The AIDS epidemic is a defining medical and public health issue of our generation. It has galvanized basic research in virology, vaccine development, antiviral therapy and health education. In this review, we attempted to highlight important points in identifying human genes that influence complex and multifactorial diseases, with the goal of applying these discoveries to further defining the regulatory components of an infected individual's cell physiology in AIDS progression and pathogenesis. The mechanism of AIDS restriction by natural genetic variants has encouraged the development of a new class of anti-AIDS drugs, which block HIV-1 binding to requisite receptors and membrane fusion (Fig. 1). Finally, we explore the potential application of predicting AIDS progression for a given genotype combination to inform clinical trials for new drugs and vaccines. As with genes associated with susceptibility to any complex, chronic disease, the hope is to inform diagnostics, prevention, vaccine and treatment development.
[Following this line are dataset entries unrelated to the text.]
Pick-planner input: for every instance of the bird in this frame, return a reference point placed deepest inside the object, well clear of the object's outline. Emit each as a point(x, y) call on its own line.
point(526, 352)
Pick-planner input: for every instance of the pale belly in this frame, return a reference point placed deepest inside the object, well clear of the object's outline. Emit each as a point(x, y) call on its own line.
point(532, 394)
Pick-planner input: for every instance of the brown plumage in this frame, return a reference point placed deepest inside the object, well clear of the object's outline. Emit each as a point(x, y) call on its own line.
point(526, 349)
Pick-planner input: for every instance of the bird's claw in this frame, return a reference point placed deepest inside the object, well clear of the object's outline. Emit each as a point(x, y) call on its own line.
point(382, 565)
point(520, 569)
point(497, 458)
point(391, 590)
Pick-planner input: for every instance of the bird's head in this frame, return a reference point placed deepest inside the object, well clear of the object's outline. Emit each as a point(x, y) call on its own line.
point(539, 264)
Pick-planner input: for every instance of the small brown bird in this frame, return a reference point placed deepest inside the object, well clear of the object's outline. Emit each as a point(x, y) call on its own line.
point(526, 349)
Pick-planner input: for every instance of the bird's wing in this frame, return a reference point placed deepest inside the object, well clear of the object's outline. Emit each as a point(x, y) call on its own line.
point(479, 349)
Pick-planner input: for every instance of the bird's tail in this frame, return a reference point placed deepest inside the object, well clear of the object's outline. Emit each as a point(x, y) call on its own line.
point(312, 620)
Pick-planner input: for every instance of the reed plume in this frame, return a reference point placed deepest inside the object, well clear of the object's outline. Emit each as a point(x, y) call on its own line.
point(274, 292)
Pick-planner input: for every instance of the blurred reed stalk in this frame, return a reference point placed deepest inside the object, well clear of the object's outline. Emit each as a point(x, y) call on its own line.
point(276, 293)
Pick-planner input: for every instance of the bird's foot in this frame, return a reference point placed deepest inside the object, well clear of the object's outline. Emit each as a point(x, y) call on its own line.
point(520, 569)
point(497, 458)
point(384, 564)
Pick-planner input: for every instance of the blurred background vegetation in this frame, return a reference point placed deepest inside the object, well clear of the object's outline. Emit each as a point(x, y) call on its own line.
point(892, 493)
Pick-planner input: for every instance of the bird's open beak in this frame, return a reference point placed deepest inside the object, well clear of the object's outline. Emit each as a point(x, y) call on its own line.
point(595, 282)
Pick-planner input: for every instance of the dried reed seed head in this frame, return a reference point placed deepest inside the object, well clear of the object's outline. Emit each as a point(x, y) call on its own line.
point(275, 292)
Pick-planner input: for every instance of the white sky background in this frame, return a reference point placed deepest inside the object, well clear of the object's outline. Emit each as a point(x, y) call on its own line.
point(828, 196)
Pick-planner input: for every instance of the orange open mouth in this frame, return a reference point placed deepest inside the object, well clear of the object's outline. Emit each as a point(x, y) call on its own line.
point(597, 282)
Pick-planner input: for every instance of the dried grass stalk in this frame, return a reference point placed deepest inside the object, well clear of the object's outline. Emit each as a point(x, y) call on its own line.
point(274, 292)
For each application, the ARGs fulfill some but not all expectations, emphasizing the need for further gene identification and interpretation.
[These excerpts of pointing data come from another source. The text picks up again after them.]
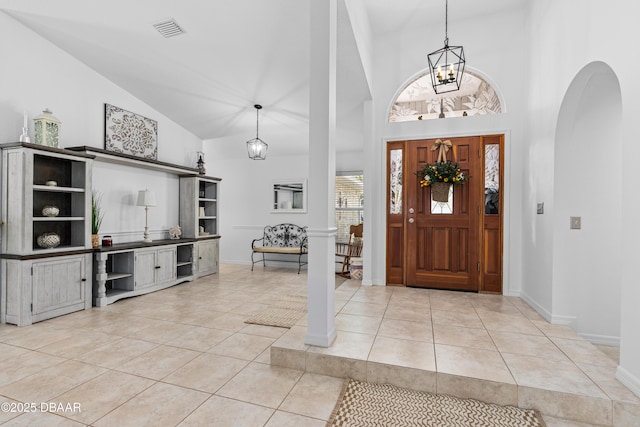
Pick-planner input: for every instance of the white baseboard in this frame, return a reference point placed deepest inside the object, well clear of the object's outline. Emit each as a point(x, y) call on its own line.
point(629, 380)
point(558, 319)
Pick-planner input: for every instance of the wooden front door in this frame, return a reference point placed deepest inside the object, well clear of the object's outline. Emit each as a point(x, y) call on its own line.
point(454, 245)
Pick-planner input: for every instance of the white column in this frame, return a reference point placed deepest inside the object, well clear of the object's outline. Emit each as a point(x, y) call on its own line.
point(321, 329)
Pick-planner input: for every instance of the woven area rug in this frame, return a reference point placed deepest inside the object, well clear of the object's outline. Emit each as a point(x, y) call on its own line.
point(285, 313)
point(368, 404)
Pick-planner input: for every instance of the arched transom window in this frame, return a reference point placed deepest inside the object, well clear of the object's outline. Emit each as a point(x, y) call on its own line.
point(418, 101)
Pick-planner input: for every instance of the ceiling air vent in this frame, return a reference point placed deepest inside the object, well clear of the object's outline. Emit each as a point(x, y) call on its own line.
point(169, 28)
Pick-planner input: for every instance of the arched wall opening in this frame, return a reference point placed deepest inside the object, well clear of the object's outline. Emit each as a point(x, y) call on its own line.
point(587, 184)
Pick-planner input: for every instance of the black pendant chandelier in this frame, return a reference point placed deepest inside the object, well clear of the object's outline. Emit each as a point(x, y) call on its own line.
point(446, 65)
point(257, 148)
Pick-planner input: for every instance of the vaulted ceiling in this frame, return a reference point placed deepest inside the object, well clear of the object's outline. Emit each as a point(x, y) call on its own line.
point(233, 54)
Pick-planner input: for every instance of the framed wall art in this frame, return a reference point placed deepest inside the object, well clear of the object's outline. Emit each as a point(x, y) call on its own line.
point(130, 133)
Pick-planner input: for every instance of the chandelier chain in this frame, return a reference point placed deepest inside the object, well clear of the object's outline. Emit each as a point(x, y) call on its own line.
point(446, 23)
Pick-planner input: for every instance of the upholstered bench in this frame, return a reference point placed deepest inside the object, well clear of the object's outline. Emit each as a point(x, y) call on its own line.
point(281, 239)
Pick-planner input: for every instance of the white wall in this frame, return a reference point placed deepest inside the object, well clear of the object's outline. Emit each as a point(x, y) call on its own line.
point(246, 195)
point(37, 75)
point(492, 47)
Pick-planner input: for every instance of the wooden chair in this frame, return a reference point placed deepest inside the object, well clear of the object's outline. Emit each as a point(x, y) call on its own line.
point(353, 248)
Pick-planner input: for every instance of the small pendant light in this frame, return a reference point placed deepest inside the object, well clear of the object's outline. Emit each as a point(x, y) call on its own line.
point(257, 148)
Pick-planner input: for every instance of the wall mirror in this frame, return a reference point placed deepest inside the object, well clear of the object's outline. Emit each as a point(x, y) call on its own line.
point(290, 196)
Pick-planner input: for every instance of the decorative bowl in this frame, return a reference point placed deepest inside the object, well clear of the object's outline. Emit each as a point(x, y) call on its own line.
point(50, 211)
point(48, 240)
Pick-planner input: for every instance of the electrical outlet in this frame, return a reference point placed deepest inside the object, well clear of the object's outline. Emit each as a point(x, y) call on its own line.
point(576, 222)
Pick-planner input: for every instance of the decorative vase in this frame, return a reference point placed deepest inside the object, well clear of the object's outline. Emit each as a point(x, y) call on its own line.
point(47, 129)
point(50, 211)
point(440, 191)
point(48, 240)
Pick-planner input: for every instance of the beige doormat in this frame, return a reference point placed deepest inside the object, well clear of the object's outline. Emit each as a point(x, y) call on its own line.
point(368, 404)
point(285, 313)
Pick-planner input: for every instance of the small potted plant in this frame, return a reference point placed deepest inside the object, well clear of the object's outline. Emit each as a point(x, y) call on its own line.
point(96, 218)
point(440, 176)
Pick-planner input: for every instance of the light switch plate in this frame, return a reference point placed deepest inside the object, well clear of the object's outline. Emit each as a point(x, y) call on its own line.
point(576, 222)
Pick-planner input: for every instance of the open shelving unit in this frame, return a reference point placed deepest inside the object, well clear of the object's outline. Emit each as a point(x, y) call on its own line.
point(35, 177)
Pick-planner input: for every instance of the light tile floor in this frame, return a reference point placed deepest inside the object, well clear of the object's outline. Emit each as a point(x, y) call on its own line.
point(184, 356)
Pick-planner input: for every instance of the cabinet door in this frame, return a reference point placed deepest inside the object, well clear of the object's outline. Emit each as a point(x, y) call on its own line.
point(207, 256)
point(167, 263)
point(145, 268)
point(58, 284)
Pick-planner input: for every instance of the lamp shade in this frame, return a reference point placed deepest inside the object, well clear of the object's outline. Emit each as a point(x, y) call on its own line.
point(146, 198)
point(257, 149)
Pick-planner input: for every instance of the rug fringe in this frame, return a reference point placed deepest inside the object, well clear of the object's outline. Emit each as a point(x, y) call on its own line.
point(540, 419)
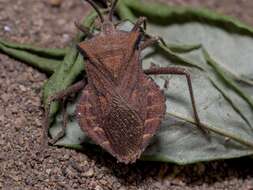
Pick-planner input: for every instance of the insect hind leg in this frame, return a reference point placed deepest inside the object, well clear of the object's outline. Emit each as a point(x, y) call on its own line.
point(179, 71)
point(59, 96)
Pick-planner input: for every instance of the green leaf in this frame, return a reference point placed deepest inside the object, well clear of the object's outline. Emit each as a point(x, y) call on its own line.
point(219, 58)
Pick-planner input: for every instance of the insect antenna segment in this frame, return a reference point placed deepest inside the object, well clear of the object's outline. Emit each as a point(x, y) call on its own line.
point(112, 9)
point(94, 5)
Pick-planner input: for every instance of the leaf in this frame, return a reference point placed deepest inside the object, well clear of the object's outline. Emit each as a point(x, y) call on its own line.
point(218, 59)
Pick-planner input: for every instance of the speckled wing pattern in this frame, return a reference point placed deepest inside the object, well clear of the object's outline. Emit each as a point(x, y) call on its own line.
point(121, 108)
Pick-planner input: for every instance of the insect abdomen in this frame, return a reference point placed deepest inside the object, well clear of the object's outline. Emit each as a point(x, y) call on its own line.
point(123, 128)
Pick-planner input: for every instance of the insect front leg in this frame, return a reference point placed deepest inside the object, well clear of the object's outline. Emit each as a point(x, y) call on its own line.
point(139, 22)
point(59, 96)
point(84, 29)
point(149, 42)
point(179, 71)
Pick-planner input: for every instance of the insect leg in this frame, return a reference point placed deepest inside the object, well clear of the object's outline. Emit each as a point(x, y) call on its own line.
point(149, 42)
point(140, 21)
point(59, 96)
point(179, 71)
point(84, 29)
We examine two new epidemiology parameters. GPI is a quantitative score based on empirically observed epidemiological survival that predicts the RH and survival of different ARG combination genotypes (Table 3 and Fig. 2). This weighting is an early step toward predicting AIDS outcome among infected individuals by considering the survival influence of the genotypes they carry. EF is an information theory–based parameter designed to estimate the portion of epidemiological variance in an epidemic that is due to a particular ARG genotype or composite multilocus genotype. A modest percentage (9%) of the variation in AIDS progression kinetics are explained by the sum of ARGs now known, butt that fraction is comparable to the same estimate of smoking influence on lung cancer (9.7–11.5%), a well-known epidemiological factor.
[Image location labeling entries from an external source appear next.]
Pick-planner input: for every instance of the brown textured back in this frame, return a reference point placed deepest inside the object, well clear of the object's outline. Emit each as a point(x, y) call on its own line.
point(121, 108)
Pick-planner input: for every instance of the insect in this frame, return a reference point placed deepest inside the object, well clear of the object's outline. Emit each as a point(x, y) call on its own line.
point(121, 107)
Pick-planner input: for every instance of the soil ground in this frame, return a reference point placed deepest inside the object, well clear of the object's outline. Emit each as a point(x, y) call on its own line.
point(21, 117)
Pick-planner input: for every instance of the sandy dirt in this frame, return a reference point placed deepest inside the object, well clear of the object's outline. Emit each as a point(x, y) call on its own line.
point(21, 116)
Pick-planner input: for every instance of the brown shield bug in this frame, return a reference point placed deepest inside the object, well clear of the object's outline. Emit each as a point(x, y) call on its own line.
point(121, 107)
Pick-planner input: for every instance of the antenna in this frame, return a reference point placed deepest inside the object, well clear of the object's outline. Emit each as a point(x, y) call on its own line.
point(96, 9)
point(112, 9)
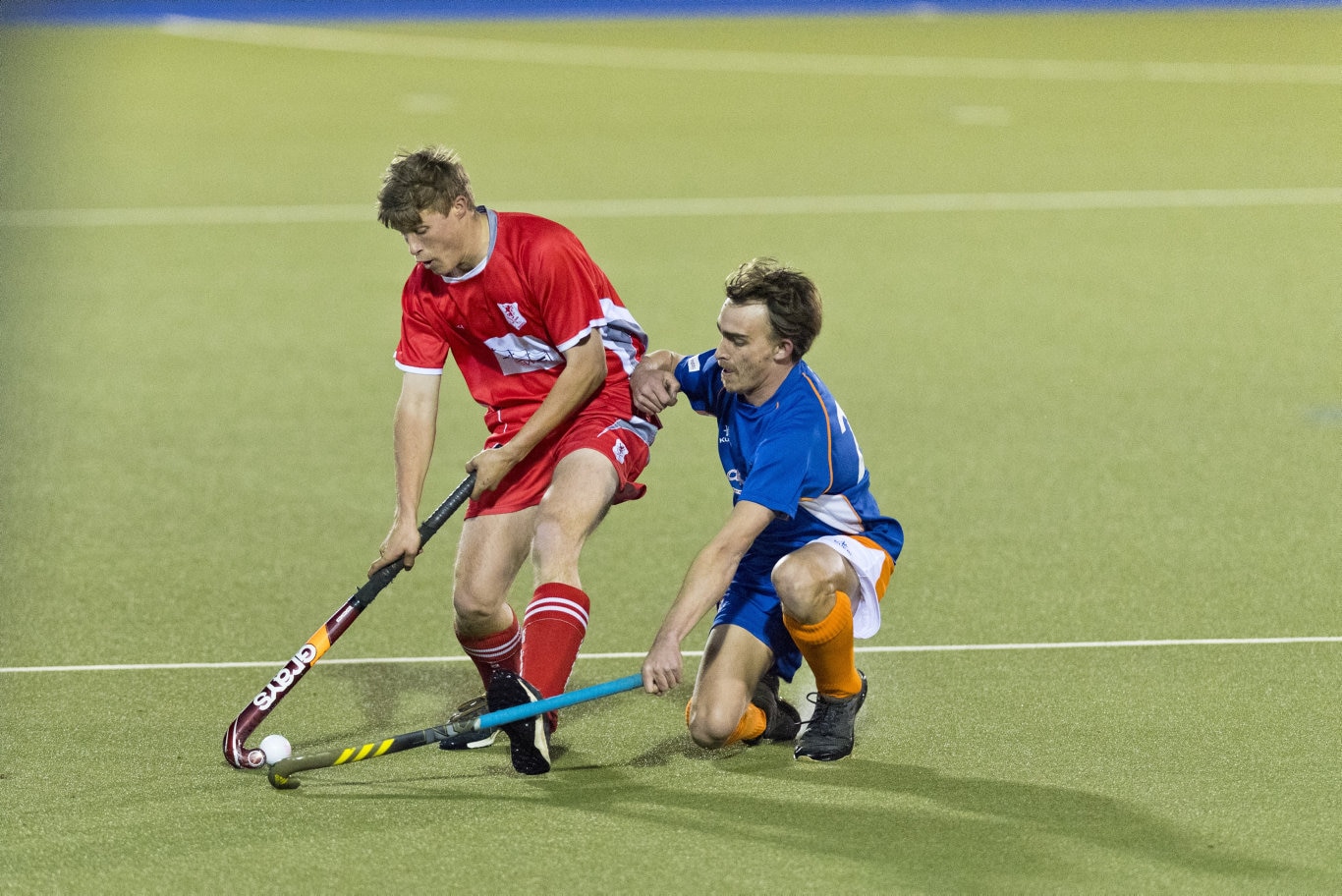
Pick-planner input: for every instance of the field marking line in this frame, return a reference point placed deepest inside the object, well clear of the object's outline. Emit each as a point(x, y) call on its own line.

The nexus of epidemiological patient cohorts and population genetic–based association approaches has shown that gene-based epidemiological analysis is a powerful tool for implicating multiple associated loci in complex disease. The identification and validation of the ARGs in Table 2 offer hope that additional genes not yet known will be discovered not only among known candidate genes, but also by SNP haplotype-based association in high-density genome scans of clinically well-described epidemiological cohorts81. We estimate that more than 90% of the genetic and nongenetic influence on AIDS progression in people infected with HIV-1 is undiscovered. Nonetheless, the validation and interpretation of the 14 known ARGs lends credence to the future search by genome-wide association scans of available cohort populations. The consequences of further investigation will be valuable if their translational benefits include improved diagnostics and treatment for AIDS.